Senin, 29 November 2010

Kisah dari RPA TKI


Kisah Pilu Anak 'Haram' TKW
Ahmad Fadli/ Era Baru News Senin, 06 September 2010


rpatkiPengelola RPA TKI, Yudhi, bersama anak-anak TKW yang dititipkan.(Foto : Ahmad Fadli/ Era Baru)

 Jakarta - Gillian Rashed tersenyum lebar. Sambil tengkurap, sesekali bayi berusia tujuh bulan itu menggerak-gerakkan tangan dan kaki, seakan sedang belajar berenang.
Kulit Gillian putih mulus, mata bulat, dan hidung mancung khas Timur Tengah. Cakep dan lucu. Siapa sangka bayi yang akrab dipanggil Gilang itu ternyata tidak dikehendaki ibunya, seorang Tenaga Kerja Indonesia  Wanita  (TKW) di Qatar.

Ketika mendarat di Bandara Soekarno Hatta sepulang dari Qatar, sang ibu langsung menitipkan Gilang ke rumah penitipan anak (RPA) TKI secara diam-diam.
 "Sudah hampir dua bulan Gilang di sini, sudah seperti anak saya sendiri," kata Yudhi pengelola RPA tersebut sambil merengkuh dan menciumi bayi itu. 

Gilang adalah salah satu penghuni RPA TKI. Dia di situ bersama tiga bayi lain.
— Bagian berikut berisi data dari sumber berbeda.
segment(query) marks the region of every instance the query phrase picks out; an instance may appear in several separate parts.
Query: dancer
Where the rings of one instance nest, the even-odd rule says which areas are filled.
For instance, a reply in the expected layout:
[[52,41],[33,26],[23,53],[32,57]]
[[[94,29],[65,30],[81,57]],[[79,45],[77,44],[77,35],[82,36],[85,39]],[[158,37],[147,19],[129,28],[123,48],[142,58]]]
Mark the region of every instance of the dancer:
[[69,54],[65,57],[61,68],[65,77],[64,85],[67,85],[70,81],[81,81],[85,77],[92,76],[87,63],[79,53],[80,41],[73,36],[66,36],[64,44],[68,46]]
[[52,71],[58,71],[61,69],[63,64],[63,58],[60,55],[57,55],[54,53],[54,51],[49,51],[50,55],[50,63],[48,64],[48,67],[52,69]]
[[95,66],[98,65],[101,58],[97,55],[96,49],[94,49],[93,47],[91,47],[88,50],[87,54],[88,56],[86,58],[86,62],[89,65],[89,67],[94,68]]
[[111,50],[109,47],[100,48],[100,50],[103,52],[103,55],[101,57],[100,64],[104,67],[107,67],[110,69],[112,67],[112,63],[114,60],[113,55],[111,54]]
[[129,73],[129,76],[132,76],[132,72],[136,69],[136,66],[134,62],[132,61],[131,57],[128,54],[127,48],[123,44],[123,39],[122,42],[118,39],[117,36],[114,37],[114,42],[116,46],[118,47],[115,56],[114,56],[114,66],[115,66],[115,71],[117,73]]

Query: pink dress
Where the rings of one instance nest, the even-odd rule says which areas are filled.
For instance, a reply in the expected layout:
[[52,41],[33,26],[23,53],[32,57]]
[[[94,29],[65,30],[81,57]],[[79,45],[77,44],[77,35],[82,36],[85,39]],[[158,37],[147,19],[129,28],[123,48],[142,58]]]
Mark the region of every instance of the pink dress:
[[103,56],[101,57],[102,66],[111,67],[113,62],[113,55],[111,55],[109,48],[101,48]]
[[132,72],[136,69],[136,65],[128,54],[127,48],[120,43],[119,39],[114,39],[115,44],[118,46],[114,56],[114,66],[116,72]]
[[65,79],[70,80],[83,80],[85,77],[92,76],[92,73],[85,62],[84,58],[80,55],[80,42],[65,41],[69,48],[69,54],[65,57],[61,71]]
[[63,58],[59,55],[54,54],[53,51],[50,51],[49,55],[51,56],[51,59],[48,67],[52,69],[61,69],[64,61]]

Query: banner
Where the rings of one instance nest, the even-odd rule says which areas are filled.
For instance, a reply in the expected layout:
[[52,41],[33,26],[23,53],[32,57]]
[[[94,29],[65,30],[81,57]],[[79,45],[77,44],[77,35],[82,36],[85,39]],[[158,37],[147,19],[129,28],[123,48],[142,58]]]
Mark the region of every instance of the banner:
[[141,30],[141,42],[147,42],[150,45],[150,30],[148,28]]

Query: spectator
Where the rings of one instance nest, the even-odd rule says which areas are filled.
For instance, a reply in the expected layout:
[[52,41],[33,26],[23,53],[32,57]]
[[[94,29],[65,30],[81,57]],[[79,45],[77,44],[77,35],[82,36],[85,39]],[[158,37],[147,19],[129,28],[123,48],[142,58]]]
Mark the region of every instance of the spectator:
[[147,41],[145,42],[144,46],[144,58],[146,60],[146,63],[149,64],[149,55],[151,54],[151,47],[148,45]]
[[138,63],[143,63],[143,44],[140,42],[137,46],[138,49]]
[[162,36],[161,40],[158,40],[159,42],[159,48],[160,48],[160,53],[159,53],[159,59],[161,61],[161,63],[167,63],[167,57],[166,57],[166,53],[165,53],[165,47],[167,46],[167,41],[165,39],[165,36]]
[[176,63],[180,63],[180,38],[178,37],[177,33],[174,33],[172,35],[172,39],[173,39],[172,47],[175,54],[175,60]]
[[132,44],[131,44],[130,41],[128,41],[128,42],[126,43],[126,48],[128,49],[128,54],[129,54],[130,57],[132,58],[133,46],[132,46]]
Mereka adalah Najia Nurfatilah Sohar, 14 bulan; Rizki Ardiansyah, 13 bulan; dan Sanan 24 hari.
Sejak berdiri pada Februari 2009, RPA TKI, sebuah lembaga independen telah menyelamatkan sepuluh bayi hasil hubungan gelap TKI. 

Menurut Yudhi, salah satu pengelola RPA TKI, selain empat yang masih di penampungan, dua bayi telah diadopsi orang tua asuh, dan empat lainnya diambil kembali oleh ibunya.
Semua bayi penghuni RPA merupakan anak hasil hubungan gelap atau buah perkosaan terhadap ibunya di luar negeri. Ibu bayi-bayi tak berdosa yang bekerja sebagai pendulang devisa itu kadang terlalu malu membawa pulang bayinya.
Karena itu, tak sedikit tenaga kerja wanita (TKW) yang lebih memilih menelantarkan atau membuang bayi-bayi itu di toilet sesaat setelah mendarat di terminal 4 Bandara Soekarno-Hatta. "(Kejadian) itu sebelum RPA TKI ini berdiri," tutur Yudi.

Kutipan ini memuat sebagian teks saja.